Silence on the Wire
A Field Guide to Passive Reconnaissance and Indirect Attacks
Michal Zalewski
No Starch Press, 2005, 281 pages
ust when you thought it was safe to go back on
the Internet, Michal Zalewski goes and lists some new ways an
attacker can get information about your computer. It's not
necessary to plant a trojan on someone's Windows computer to
get information; just monitoring their keystroke timing, or
monitoring the LEDs on their modem or network card, Zalewski warns,
can give enough information to make you dangerous. Information is
leaking from your computer and your network in dozens of ways. Even
though analyzing it may only retrieve a fraction of a bit from each
packet, it can greatly reduce the search space for cracking a user's
ssh session. Passive fingerprinting can also be used to track users
and map out even the most well-protected network.

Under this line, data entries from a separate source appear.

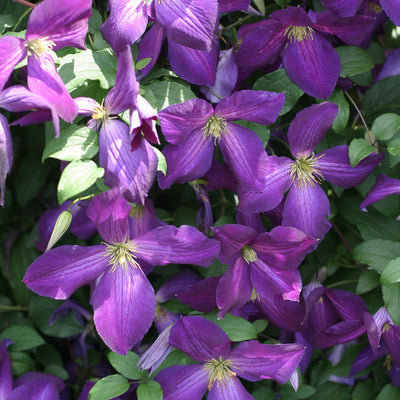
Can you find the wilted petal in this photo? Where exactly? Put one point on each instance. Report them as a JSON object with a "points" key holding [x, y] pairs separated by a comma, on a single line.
{"points": [[183, 382], [200, 338], [12, 51], [124, 304], [336, 168], [126, 23], [307, 209], [195, 66], [169, 244], [313, 65], [110, 211], [255, 361], [234, 287], [44, 80], [384, 186], [309, 127], [132, 171], [61, 271], [232, 389], [257, 106], [191, 23]]}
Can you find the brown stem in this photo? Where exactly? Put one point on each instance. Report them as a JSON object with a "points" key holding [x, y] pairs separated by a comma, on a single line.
{"points": [[25, 3]]}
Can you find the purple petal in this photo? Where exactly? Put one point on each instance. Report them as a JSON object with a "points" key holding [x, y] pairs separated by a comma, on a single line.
{"points": [[126, 23], [392, 10], [384, 186], [309, 127], [110, 211], [183, 245], [191, 23], [277, 181], [255, 361], [132, 171], [61, 271], [65, 22], [179, 120], [200, 338], [336, 168], [244, 152], [257, 106], [187, 161], [233, 237], [307, 209], [313, 65], [123, 95], [12, 51], [6, 155], [183, 382], [124, 304], [231, 389], [234, 287], [195, 66], [44, 80]]}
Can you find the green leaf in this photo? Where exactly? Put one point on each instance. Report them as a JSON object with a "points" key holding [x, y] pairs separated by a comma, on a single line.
{"points": [[61, 226], [237, 329], [354, 60], [109, 387], [162, 162], [24, 337], [391, 297], [358, 150], [386, 126], [166, 93], [391, 273], [75, 69], [376, 253], [367, 281], [279, 82], [75, 143], [76, 178], [149, 391], [126, 365]]}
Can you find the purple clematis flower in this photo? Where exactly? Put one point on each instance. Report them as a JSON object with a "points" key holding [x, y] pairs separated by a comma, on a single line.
{"points": [[309, 58], [259, 264], [219, 365], [122, 297], [193, 128], [52, 25], [307, 206], [131, 171]]}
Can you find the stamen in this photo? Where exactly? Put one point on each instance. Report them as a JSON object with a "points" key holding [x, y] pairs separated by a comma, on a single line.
{"points": [[248, 254], [297, 33], [218, 371], [121, 254], [36, 47], [215, 128], [305, 172]]}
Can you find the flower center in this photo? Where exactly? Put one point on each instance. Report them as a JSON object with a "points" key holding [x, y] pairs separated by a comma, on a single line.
{"points": [[218, 371], [121, 254], [305, 172], [297, 33], [248, 254], [214, 128], [36, 47]]}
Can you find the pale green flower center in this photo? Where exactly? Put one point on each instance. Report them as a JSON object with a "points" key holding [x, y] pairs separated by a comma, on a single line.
{"points": [[36, 47], [304, 171], [218, 371], [298, 33], [215, 127], [121, 255], [248, 254]]}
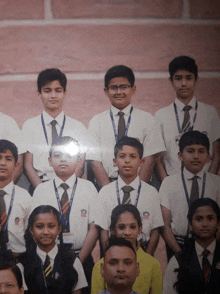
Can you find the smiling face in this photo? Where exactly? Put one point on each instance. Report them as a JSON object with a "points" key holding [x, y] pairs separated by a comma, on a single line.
{"points": [[45, 230], [118, 98], [204, 224], [194, 157], [127, 227], [184, 84], [52, 95], [120, 268]]}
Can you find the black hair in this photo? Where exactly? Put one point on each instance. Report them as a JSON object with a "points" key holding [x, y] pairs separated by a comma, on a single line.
{"points": [[118, 241], [49, 75], [8, 145], [185, 63], [118, 210], [203, 202], [62, 141], [15, 270], [119, 71], [193, 137], [129, 142]]}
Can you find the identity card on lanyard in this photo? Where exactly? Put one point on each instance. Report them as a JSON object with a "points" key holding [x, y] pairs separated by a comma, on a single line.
{"points": [[45, 131], [185, 188], [113, 124], [118, 195]]}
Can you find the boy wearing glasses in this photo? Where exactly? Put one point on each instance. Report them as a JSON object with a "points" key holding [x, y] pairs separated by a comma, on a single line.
{"points": [[122, 119]]}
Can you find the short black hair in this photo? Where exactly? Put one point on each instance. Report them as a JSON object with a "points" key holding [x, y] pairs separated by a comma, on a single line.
{"points": [[118, 241], [119, 71], [193, 137], [15, 270], [203, 202], [129, 142], [185, 63], [8, 145], [49, 75], [62, 141]]}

Zalewski also
describes, in non-technical terms, his original research that
showed how to use strange attractor analysis of IP initial sequence
numbers to identify a user's operating system, which could lay the
groundwork for an attack. Zalewski was well known on the Internet in
security mailing lists like Bugtraq back in the days when it was
useful; although it's not really a field
guide, this well-written but relatively nontechnical book uses a
narrative, jargon-free style to introduce new network administrators
to a class of security problems that they might not have considered.